In a concrete example, if we toss a coin some suitably large number of times, the probability that the proportion of heads will be substantially greater or smaller than \frac12 tends to zero. So the probability that at least \frac34 of the results are heads tends to zero. But how fast? Consider first four tosses, then eight. A quick addition of the relevant terms in the binomial distribution gives:

\mathbb{P}\left(\text{At least }\tfrac34\text{ out of four tosses are heads}\right)=\frac{1}{16}+\frac{4}{16}=\frac{5}{16},

\mathbb{P}\left(\text{At least }\tfrac34\text{ out of twelve tosses are heads}\right)=\frac{1}{2^{12}}+\frac{12}{2^{12}}+\frac{66}{2^{12}}+\frac{220}{2^{12}}=\frac{299}{2^{12}}.

There are two observations to be made. The first is that the second is substantially smaller than the first – the decay appears to be relatively fast. The second observation is that \frac{220}{2^{12}} is substantially larger than the rest of the sum. So by far the most likely way for at least \tfrac34 out of twelve tosses to be heads is if exactly \tfrac34 are heads. Cramer’s theorem applies to a general i.i.d. sequence of RVs, provided the tail is not too heavy. It show that the probability of any such large deviation event decays exponentially with n, and identifies the exponent.

Theorem (Cramer): Let (X_i) be i.i.d. real-valued random variables which satisfy \mathbb{E}e^{tX_1}<\infty for every t\in\mathbb{R}. Then for any a>\mathbb{E}X_1,

\lim_{n\rightarrow \infty}\frac{1}{n}\log\mathbb{P}(S_n\geq an)=-I(a),

\text{where}\quad I(z):=\sup_{t\in\mathbb{R}}\left[zt-\log\mathbb{E}e^{tX_1}\right].

Remarks

  • So, informally, \mathbb{P}(S_n\geq an)\sim e^{-nI(a)}.
  • I(z) is called the Fenchel-Legendre transform (or convex conjugate) of \log\mathbb{E}e^{tX_1}.
  • Considering t=0 confirms that I(z)\in[0,\infty].
  • In their extremely useful book, Dembo and Zeitouni present this theorem in greater generality, allowing X_i to be supported on \mathbb{R}^d, considering a more general set of large deviation events, and relaxing the requirement for finite mean, and thus also the finite moment generating function condition.
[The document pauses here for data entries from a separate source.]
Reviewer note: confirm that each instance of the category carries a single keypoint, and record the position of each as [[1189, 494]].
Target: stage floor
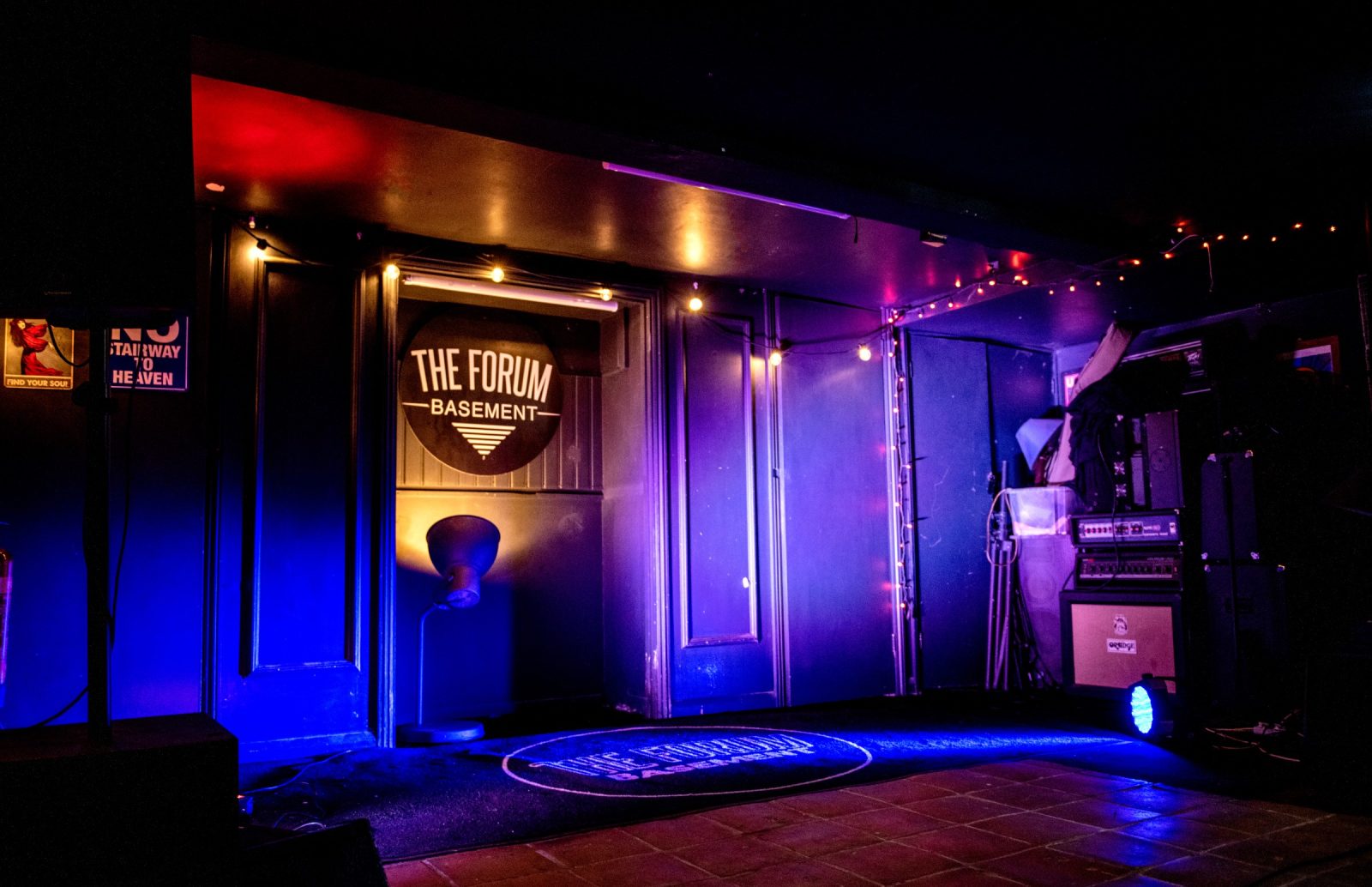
[[930, 780], [1028, 821]]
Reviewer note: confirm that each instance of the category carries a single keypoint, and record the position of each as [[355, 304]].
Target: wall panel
[[837, 514]]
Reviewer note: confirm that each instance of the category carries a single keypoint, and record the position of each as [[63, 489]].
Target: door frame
[[656, 691]]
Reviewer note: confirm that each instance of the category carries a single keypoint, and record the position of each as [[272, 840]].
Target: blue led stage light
[[1152, 708]]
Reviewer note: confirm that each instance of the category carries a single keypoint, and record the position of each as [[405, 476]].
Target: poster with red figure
[[38, 354]]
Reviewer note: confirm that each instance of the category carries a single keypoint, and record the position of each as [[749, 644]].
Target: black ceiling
[[1079, 135]]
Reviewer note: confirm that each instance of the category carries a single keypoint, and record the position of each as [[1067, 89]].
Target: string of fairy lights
[[902, 471], [1069, 278]]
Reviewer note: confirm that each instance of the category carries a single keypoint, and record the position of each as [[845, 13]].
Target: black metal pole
[[96, 537]]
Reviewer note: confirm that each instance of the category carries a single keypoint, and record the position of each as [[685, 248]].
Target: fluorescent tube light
[[678, 180], [509, 292]]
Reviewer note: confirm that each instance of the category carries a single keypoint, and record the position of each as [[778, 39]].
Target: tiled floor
[[1019, 823]]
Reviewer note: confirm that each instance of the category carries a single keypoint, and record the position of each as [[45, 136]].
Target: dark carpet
[[518, 788]]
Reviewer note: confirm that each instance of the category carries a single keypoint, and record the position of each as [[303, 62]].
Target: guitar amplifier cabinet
[[1110, 640]]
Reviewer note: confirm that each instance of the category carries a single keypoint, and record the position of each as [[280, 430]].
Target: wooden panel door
[[953, 461], [839, 605], [292, 544], [724, 589]]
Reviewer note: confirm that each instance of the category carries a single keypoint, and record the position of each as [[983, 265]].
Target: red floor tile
[[590, 848], [1122, 848], [756, 818], [962, 780], [1097, 812], [888, 862], [553, 878], [902, 791], [960, 809], [960, 876], [736, 855], [493, 864], [1026, 795], [891, 823], [816, 838], [1044, 866], [1090, 784], [679, 832], [1187, 834], [1245, 818], [830, 804], [1035, 828], [658, 869], [415, 875], [1207, 872], [1267, 853], [807, 873], [966, 843], [1157, 798]]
All of this will still be a special case of the Gartner-Ellis theorem, which will be examined in a subsequent post, so we make do with this form of Cramer’s result for now.

The proof of Cramer’s theorem splits into an upper bound and a lower bound. The former is relatively straightforward, applying Markov’s inequality to e^{tS_n}, then optimising over the choice of t. This idea is referred to by various sources as the exponential Chebyshev inequality or a Chernoff bound. The lower bound is more challenging. We reweight the distribution function F(x) of X_1 by a factor e^{tx}, then choose t so that the large deviation event is in fact now within the treatment of the CLT, from which suitable bounds are obtained.

To avoid overcomplicating this initial presentation, some details have been omitted. It is not clear, for example, whether I(x) should be finite whenever x is in the support of X_1. (It certainly must be infinite outside – consider the probability that 150% or -40% of coin tosses come up heads!) In order to call this a Large Deviation Principle, we also want some extra regularity on I(x), not least to ensure it is unique. This will be discussed in the next posts.